Quixotic Nasopharyngeal Sarcoma Reveals Its Chromosomal Secrets To Chinese Geneticists

Nasopharyngeal carcinoma (NPC) has a puzzling epidemiology. It accounts for 18 percent to 25 percent of the NPC cancers diagnosed in southern China, Hong Kong, Singapore, Kenya, Tunisia and Sudan - but only 0.2 percent in the U.S. Emigrants from high-prevalence areas to low-prevalence areas continue to carry a high risk of contracting NPC, but in first- and second-generation descendants these risks decline progressively. Environmental factors are thought to include Epstein-Barr infection, smoky surroundings and eating salted fish and smoked meat.

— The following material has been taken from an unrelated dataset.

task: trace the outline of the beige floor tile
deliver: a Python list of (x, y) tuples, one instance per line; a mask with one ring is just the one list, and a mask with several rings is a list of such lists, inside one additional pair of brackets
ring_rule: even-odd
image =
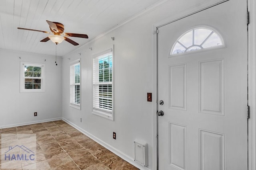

Partly because of the large environmental component, geneticists have had a hard time getting a handle on NPC. A perseverant group of scientists at Sun-Yat-sen University in the Guangzhou Province of mainland China now report the first chromosomal locus linked with this type of malignancy. Their report appears in Nature Genetics, released online July 15, 2002. The paper's title: "Genome-wide scan for familial nasopharyngeal carcinoma reveals evidence of linkage to chromosome 4."

The co-authors scanned the genomes of 32 Cantonese-speaking Guangzhou families and found a small region on chromosome 4 significantly associated with NPC. They discovered an even stronger linkage when they factored in the presence of antibodies to Epstein-Barr virus - evidence of prior infection - providing a useful lead to gene hunters.